The question is how much improved?

The Phils won 81 games last season, a year after winning 80. Both years, they totally collapsed in September. Both years, a good number of players were simply playing out the string, though the effort level was more questionable in 2018 than in 2019.

Even though the Phillies were quiet this offseason after their two big signings, and even though the NL East is still a beast, they should still exceed 81 wins. If they don't, there's a serious problem. If they don't, the GM probably won't be here to try to rectify things next offseason.

The over/under win totals are out and the Phillies' number is 85.5 at FanDuel and 84.5 at DraftKings.

I'd go over at 84.5. Think about how many injuries the Phillies suffered last season. Think about the talent gap between Wheeler and every Phillies starting pitcher behind Aaron Nola last season. The impact of Girardi, Price and Dillon won't be all that quantifiable, but it is realistic that this revamped coaching staff can conjure a few more wins out of the 2020 Phillies, whether it's in-game decision-making or better instructions given to young players who underperformed last season.

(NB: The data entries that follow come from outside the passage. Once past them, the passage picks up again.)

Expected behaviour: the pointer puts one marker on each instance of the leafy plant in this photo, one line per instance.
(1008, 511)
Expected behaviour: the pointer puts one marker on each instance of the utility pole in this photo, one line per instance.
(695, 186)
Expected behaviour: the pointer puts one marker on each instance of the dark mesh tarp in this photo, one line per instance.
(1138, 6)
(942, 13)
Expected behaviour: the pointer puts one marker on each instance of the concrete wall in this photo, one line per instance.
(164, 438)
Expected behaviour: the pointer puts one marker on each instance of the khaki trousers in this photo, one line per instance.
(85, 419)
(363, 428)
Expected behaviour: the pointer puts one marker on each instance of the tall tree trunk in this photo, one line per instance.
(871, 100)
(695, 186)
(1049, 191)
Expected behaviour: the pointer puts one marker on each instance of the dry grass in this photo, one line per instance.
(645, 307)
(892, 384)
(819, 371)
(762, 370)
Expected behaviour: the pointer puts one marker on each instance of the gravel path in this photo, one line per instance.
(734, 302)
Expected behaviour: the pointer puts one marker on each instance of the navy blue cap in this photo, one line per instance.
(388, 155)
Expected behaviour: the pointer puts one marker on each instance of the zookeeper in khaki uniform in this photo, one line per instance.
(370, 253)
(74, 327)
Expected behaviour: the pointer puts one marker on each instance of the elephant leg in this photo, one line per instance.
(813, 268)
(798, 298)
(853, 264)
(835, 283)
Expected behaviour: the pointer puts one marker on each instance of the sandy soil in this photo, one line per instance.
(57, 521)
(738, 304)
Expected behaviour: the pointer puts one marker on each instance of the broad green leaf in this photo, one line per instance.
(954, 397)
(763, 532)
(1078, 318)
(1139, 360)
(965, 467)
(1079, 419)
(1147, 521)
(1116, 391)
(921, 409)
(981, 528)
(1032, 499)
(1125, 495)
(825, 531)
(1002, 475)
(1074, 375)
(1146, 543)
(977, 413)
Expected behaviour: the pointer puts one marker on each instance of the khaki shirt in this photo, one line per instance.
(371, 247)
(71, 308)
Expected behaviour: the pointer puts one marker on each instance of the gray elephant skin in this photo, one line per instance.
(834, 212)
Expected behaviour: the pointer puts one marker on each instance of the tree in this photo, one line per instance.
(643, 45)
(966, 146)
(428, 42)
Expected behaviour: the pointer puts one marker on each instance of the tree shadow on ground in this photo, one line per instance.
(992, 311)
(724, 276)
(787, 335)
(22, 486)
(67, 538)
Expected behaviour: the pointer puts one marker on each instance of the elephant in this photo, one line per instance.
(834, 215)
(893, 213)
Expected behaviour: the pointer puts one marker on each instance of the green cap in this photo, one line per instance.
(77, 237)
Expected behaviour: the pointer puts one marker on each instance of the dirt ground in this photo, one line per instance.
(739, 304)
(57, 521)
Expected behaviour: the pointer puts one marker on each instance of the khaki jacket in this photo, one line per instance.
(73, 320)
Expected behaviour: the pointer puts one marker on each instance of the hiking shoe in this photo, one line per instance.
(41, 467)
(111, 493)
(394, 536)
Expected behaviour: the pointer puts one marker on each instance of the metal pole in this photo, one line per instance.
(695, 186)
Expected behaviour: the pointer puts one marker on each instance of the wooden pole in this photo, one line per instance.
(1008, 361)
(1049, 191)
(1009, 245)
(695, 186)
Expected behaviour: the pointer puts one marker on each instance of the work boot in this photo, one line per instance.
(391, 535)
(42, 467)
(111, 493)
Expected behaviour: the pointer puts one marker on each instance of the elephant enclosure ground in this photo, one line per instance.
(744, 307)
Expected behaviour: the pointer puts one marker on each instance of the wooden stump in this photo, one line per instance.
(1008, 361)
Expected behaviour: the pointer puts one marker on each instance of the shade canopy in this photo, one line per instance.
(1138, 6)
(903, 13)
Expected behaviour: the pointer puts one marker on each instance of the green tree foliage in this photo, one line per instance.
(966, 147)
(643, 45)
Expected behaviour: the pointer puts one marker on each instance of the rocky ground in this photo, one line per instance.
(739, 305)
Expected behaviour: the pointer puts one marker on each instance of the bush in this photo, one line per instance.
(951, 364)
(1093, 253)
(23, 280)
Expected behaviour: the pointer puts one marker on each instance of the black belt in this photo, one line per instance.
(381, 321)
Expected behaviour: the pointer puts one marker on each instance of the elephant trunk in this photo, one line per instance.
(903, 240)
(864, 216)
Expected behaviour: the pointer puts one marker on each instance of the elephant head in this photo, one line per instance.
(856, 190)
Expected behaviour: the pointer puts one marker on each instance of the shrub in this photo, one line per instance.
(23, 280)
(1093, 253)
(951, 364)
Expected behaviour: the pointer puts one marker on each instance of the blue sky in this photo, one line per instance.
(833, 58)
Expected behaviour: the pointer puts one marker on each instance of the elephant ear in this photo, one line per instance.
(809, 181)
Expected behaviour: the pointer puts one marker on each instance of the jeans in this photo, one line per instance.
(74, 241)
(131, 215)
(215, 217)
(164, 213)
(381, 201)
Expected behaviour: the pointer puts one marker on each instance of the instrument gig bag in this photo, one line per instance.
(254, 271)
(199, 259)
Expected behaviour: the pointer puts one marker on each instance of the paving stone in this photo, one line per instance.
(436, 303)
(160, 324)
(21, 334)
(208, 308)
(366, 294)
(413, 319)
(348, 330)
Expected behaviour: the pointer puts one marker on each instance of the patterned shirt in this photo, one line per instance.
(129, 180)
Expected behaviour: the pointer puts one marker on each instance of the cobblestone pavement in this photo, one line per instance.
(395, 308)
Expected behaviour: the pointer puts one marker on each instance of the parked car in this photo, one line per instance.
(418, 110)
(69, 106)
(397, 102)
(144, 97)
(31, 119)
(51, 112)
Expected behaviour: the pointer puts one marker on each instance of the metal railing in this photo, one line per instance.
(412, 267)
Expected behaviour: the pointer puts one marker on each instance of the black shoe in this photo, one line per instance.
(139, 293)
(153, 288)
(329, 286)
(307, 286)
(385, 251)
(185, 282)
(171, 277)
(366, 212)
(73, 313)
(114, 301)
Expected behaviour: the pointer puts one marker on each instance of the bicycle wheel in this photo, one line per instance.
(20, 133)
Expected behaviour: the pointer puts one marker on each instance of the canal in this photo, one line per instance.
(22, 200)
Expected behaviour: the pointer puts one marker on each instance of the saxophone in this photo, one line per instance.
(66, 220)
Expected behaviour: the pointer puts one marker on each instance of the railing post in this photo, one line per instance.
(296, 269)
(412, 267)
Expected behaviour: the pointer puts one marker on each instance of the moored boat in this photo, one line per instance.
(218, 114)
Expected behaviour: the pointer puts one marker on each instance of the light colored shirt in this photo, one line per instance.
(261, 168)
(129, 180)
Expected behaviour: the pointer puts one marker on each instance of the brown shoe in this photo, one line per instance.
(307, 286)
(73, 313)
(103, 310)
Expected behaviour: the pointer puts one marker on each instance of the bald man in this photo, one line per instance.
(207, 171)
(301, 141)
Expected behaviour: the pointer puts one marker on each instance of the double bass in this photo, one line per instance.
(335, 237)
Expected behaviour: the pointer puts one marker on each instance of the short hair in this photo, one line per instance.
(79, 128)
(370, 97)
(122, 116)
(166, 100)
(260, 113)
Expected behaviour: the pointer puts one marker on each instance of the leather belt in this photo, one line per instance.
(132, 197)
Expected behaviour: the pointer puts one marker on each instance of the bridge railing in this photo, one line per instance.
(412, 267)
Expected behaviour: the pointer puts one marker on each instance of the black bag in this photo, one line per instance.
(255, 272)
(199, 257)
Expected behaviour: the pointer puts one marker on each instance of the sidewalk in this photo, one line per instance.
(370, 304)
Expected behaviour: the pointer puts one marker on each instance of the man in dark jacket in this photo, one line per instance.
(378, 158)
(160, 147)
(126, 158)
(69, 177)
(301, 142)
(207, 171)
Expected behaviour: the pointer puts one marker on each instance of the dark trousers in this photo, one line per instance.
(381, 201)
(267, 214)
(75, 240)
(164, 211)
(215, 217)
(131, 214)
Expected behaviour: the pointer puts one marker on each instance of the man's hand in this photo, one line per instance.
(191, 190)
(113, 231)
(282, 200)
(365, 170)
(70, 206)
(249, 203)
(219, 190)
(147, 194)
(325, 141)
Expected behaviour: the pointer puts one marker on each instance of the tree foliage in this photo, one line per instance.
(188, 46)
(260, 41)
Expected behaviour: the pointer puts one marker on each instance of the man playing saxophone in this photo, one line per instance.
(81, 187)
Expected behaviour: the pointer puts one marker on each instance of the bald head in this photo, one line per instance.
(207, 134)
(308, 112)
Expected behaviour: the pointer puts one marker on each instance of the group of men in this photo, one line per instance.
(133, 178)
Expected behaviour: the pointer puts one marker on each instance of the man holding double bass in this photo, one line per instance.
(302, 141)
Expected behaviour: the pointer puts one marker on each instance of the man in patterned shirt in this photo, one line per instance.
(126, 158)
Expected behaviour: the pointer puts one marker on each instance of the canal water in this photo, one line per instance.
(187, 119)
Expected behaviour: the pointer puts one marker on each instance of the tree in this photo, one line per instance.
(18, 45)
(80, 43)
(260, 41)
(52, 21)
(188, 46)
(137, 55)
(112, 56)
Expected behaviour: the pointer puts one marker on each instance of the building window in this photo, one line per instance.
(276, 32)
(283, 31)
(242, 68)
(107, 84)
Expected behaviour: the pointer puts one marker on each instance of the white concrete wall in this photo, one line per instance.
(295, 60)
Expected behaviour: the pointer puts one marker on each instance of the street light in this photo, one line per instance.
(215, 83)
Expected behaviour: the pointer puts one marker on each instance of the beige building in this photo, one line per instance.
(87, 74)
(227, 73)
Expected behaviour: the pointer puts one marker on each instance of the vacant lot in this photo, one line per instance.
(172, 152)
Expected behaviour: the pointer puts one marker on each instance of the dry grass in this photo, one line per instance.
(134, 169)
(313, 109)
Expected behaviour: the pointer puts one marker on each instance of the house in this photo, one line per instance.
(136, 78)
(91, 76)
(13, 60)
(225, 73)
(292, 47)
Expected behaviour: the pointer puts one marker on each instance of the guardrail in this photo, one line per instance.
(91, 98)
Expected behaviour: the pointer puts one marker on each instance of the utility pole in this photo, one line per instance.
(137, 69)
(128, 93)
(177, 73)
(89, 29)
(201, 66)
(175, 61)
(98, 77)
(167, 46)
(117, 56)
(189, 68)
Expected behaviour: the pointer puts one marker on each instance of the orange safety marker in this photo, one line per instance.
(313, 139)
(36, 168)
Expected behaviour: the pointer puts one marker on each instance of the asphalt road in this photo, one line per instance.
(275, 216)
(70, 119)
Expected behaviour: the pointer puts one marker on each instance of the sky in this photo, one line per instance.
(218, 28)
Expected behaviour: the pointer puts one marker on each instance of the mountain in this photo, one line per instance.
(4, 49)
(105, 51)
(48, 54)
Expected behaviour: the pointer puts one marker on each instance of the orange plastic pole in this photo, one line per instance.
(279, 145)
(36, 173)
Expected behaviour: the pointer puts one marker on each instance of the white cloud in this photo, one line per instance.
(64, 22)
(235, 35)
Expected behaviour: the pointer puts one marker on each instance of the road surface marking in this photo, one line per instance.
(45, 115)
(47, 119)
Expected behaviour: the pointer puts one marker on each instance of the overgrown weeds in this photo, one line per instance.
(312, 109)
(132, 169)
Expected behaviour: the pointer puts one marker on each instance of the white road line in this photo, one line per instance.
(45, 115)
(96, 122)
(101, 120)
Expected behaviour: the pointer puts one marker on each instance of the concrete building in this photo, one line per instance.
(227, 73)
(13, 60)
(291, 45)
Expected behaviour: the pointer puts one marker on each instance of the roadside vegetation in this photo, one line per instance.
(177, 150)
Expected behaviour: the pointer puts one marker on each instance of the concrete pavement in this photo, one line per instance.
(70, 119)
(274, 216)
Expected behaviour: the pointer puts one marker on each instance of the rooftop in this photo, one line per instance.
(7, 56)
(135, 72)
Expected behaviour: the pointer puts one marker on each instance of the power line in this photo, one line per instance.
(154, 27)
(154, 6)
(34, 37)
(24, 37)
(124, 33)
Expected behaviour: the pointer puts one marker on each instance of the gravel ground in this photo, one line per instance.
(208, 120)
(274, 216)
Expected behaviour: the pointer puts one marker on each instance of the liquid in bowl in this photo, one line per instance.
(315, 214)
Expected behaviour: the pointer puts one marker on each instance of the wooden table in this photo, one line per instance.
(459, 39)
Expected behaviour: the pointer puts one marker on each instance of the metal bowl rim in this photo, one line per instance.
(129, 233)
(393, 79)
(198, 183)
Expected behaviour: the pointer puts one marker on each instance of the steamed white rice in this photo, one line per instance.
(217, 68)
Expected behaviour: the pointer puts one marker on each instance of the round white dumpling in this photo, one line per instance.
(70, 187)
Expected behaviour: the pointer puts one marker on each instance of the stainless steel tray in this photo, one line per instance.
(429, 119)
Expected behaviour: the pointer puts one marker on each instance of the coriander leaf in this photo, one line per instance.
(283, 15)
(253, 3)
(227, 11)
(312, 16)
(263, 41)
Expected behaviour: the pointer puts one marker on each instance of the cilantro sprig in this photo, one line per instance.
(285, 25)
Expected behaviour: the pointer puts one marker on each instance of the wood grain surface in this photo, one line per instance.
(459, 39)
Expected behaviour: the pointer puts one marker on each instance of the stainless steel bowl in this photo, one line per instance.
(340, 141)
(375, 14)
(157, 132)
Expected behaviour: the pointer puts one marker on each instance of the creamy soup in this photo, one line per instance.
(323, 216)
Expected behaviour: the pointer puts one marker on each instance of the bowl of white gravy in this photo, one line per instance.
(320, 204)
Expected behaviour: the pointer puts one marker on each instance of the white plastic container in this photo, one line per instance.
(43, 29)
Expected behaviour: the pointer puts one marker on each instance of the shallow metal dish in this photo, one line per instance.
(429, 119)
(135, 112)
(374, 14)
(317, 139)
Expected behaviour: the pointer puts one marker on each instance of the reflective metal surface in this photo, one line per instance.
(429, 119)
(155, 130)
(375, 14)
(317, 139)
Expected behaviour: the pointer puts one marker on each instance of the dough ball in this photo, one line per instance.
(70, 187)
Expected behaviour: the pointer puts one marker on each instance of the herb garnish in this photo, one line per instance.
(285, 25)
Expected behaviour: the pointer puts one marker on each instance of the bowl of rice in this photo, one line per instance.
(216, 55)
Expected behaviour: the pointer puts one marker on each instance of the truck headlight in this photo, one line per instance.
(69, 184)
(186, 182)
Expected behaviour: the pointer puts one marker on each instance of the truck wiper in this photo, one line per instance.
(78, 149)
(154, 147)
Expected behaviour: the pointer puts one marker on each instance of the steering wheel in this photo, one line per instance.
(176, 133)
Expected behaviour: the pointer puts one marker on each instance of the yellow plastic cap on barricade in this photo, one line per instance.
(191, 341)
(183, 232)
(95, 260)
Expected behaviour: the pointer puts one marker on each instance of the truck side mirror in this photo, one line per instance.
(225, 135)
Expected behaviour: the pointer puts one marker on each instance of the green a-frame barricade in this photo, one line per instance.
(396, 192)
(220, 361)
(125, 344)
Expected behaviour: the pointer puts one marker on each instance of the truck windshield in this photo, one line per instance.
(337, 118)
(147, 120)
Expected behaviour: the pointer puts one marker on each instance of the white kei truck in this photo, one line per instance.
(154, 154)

At DraftKings, the Mets' over/under is a game better than the Phillies' at 85.5. The Braves are at 90.5 and the Nationals 88.5. The Marlins are at 64.5, higher than only one team, the Tigers.

Much more surprising are the Phillies' World Series odds. They have the sixth-shortest odds to win it all. Seriously. They're +1800. Here is the Top 10:

Yankees: 3.5/1
Dodgers: 5/1
Astros: 6/1
Braves: 11/1
Nationals: 14/1
Phillies: 18/1
Mets: 20/1
Twins: 20/1
Red Sox: 22/1
Cubs: 22/1

Apparently, the expectation is that the NL Central will be bringing up the rear in 2020. Really, the only NL Central team that improved was the Reds. The Cardinals lost Marcell Ozuna, the Brewers lost Yasmani Grandal and the Cubs didn't spend money on a single major-league free agent.

Four of the top seven teams being NL East teams just shows you how much of a battle these next seven months will be for the Phils.